Understanding Artificial Intelligence

What is Artificial Intelligence

Artificial Intelligence or AI for short is the attempt to mimic human like behaviour, learning and reasoning through code in a computer. The most common types use something called a Deep Neural Network. This is a machine learning algorithm that uses some relatively simple maths (basic calculus) to be able to search for patterns in data. 

What is the difference between AI and Machine Learning?

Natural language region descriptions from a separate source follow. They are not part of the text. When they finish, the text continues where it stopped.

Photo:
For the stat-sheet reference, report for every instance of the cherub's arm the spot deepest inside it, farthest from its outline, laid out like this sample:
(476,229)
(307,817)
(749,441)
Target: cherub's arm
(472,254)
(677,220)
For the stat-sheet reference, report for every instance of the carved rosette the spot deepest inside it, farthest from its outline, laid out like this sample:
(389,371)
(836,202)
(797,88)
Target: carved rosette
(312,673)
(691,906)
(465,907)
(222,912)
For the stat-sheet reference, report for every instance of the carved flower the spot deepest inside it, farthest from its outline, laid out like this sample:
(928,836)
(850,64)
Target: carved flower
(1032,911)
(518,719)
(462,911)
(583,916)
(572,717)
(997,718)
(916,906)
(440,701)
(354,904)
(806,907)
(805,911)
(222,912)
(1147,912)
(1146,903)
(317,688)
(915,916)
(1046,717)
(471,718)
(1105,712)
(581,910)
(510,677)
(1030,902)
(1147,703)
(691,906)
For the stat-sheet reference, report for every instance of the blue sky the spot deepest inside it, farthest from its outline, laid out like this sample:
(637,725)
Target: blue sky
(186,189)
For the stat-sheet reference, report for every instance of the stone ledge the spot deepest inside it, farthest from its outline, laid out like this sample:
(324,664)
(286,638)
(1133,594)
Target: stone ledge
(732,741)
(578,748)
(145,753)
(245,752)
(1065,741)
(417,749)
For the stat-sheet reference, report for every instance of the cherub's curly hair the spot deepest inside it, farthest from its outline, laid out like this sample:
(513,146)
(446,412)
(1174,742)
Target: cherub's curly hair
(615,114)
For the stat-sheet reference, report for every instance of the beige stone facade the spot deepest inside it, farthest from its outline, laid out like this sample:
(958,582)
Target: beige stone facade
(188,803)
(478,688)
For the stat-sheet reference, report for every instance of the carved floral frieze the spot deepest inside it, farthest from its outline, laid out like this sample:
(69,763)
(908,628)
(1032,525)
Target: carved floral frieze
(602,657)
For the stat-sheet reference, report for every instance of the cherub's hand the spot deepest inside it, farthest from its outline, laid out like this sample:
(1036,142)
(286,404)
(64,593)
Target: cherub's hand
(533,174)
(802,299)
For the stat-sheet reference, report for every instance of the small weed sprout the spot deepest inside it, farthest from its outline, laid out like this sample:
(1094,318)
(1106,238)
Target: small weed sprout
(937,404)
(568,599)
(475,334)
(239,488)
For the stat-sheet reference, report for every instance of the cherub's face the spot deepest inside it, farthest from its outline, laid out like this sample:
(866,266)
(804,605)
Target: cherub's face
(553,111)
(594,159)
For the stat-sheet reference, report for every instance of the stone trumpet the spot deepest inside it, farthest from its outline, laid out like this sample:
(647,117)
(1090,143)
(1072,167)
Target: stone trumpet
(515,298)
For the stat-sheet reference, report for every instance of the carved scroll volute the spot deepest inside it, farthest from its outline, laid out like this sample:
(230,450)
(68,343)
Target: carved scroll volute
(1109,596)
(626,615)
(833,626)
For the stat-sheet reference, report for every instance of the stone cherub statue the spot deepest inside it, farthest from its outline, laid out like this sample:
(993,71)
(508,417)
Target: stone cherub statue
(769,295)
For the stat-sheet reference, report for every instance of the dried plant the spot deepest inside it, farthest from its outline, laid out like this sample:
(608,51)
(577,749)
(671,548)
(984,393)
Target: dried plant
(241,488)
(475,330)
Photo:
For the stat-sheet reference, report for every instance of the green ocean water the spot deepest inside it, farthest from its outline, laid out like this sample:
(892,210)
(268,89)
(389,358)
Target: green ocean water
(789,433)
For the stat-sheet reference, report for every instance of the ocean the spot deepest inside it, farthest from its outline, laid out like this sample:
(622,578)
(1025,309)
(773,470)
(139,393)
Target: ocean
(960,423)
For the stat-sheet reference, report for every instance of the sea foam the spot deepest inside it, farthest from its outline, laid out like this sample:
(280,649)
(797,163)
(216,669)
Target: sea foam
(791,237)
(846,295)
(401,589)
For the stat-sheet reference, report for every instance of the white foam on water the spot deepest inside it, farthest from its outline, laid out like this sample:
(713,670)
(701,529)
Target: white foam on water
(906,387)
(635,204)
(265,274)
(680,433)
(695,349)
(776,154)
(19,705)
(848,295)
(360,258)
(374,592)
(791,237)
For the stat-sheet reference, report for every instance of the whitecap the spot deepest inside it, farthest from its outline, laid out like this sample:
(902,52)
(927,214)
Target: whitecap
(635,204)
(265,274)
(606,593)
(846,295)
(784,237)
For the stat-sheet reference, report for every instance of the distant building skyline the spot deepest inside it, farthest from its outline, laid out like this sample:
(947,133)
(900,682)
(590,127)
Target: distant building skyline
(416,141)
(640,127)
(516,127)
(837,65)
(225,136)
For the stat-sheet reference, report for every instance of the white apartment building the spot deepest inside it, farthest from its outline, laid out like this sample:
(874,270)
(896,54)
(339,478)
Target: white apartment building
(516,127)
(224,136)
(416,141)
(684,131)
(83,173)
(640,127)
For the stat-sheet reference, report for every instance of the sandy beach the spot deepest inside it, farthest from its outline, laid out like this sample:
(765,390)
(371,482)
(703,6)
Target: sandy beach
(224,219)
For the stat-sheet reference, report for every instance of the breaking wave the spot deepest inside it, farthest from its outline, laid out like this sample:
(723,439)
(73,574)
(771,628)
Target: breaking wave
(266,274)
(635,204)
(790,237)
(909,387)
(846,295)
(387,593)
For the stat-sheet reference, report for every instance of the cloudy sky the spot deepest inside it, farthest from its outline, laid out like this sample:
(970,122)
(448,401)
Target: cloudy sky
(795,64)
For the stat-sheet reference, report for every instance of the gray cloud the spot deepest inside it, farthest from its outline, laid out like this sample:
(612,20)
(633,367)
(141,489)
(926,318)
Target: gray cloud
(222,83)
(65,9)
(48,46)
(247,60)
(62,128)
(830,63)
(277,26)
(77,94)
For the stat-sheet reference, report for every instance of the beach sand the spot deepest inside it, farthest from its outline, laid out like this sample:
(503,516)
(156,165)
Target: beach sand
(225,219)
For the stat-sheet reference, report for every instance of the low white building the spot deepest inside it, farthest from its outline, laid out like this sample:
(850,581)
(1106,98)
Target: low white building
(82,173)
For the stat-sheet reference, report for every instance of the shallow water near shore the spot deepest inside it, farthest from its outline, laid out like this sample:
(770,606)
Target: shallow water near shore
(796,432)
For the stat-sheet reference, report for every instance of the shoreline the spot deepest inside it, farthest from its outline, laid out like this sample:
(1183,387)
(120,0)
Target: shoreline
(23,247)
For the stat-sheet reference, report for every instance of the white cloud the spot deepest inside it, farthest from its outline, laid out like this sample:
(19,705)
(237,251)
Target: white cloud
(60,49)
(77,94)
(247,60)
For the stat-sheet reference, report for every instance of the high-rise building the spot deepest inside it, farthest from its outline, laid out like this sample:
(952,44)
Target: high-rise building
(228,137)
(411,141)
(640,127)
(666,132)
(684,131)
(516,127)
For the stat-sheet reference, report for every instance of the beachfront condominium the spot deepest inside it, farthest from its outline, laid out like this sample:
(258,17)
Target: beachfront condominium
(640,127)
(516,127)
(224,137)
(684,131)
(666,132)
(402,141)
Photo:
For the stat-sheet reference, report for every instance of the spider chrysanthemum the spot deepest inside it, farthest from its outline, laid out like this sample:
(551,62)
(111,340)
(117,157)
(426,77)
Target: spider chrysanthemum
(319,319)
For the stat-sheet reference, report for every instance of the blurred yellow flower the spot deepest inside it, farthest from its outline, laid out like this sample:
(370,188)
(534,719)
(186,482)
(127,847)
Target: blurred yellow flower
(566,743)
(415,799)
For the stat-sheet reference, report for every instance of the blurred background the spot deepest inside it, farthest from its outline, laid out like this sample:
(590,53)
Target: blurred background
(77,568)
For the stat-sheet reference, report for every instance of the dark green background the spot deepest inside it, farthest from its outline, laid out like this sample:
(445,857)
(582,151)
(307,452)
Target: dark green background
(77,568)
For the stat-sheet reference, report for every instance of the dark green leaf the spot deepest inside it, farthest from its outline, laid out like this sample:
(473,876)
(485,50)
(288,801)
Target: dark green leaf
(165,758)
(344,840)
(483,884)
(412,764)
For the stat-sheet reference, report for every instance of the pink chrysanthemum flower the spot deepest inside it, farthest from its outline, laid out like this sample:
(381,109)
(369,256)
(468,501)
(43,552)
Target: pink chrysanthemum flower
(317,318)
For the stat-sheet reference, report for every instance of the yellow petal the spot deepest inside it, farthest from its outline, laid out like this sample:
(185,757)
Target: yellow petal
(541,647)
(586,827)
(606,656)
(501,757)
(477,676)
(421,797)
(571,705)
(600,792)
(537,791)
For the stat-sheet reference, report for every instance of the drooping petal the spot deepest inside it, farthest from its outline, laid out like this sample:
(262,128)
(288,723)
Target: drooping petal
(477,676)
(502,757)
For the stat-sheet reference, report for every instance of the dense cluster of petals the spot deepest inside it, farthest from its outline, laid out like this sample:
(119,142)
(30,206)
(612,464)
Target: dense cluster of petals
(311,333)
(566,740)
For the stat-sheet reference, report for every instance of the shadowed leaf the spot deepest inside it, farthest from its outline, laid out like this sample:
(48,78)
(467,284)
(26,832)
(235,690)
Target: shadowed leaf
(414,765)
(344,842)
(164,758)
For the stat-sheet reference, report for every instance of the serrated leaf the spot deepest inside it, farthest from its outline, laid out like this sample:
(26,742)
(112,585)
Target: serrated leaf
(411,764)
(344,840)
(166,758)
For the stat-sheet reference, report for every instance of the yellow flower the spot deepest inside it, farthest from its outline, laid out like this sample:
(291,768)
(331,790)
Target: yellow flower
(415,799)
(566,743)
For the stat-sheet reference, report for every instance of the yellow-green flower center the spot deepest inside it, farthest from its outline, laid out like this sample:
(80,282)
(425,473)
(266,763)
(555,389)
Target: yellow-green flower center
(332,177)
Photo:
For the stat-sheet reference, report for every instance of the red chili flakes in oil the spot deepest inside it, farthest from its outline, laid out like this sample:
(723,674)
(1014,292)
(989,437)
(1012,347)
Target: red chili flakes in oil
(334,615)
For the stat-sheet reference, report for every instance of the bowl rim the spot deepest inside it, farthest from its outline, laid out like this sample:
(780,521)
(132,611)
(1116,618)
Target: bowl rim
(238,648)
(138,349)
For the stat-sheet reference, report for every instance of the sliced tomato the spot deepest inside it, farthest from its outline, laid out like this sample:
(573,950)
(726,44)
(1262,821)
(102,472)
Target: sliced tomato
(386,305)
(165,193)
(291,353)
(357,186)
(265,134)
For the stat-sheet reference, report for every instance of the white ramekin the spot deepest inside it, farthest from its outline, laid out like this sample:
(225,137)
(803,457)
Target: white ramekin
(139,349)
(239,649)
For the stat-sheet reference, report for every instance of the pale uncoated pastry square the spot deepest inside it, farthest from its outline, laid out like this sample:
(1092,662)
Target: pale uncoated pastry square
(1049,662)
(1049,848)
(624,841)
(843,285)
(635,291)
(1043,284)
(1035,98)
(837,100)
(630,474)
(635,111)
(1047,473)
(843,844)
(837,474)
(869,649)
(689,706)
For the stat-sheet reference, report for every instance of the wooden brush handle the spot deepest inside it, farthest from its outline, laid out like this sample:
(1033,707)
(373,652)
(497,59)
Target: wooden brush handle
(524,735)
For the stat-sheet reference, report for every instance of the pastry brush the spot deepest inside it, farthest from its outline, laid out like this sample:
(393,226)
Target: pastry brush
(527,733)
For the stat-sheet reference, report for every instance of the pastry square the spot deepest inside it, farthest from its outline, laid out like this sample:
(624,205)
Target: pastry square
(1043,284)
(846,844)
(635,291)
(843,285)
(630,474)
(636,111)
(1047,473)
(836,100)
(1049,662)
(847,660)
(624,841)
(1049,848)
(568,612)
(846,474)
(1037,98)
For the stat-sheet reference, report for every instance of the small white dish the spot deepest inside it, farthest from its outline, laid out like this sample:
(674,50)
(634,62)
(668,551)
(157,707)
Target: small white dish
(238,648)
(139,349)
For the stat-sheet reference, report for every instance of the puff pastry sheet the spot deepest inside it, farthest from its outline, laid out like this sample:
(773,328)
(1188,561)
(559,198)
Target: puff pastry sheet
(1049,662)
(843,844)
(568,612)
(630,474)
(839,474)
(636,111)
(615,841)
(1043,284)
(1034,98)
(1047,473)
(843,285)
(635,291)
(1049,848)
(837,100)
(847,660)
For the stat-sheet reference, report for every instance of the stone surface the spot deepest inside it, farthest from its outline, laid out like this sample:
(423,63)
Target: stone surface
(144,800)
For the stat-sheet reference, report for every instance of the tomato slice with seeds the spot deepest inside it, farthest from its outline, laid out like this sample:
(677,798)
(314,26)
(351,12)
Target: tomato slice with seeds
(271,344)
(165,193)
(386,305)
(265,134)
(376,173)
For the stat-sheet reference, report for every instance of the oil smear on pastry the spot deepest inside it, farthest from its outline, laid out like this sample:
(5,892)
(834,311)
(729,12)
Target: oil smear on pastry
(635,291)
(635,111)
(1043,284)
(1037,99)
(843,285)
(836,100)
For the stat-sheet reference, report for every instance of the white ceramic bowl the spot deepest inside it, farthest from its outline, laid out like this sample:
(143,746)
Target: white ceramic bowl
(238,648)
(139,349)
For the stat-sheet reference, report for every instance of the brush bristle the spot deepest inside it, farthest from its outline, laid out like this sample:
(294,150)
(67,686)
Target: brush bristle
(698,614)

Although we use the term AI a lot especially in the media, it can sound daunting, mysterious and even dangerous. Yet it is far more accessible than you realise and behind it is a computer that is running a programme that you could write with very little experience or even knowledge. The term Artificial intelligence (AI) is the broader concept of creating intelligent machines that can perform tasks typically requiring human intelligence. Machine learning is a subset of AI that focuses on teaching computers to learn from data and improve their performance over time. In essence, AI is the overarching goal of building intelligent machines, while machine learning is a specific method used to achieve that goal.

What is an Algorithm?

An algorithm is a set of step-by-step instructions or rules to be followed to solve a specific problem or achieve a particular outcome. Think of it as a recipe for a computer: it outlines the exact steps a computer needs to take to complete a task.

How does AI learn?

AI learns through machine learning, which involves training algorithms on data to identify patterns and make predictions. There are three main types: supervised learning, unsupervised learning, and reinforcement learning. By processing data, identifying patterns, and adjusting algorithms, AI can improve its performance over time.   

Supervised Learning

Supervised learning is a machine learning technique where algorithms are trained on a dataset with labeled inputs and outputs. Think of it like teaching a child to identify animals by showing them pictures of dogs, cats, and birds along with their respective labels. The algorithm learns to recognise patterns and relationships between the input data and the corresponding output, enabling it to make predictions on new, unseen data. 

Unsupervised Learning 

Unsupervised learning is another machine learning technique, but unlike supervised learning, it doesn’t require labeled data. Instead, the algorithm is tasked with finding patterns, structures, or relationships within the data itself. Imagine giving a child a box of toys and asking them to sort them into groups based on similarities. This is essentially what unsupervised learning does. 

Reinforcement Learning 

Reinforcement learning is a type of machine learning where an agent learns by interacting with an environment. It’s like training a dog with treats: the agent receives rewards for performing desired actions and penalties for undesired ones. This feedback helps the agent learn the best strategy to maximise its rewards over time. 

How does AI work?

At the heart (or the brain) of an AI model is something called a neural network is a computational model inspired by the structure and function of the human brain. It is made up of interconnected nodes, called neurons, that process and transmit information. These neurons are organised in layers: an input layer, one or more hidden layers, and an output layer.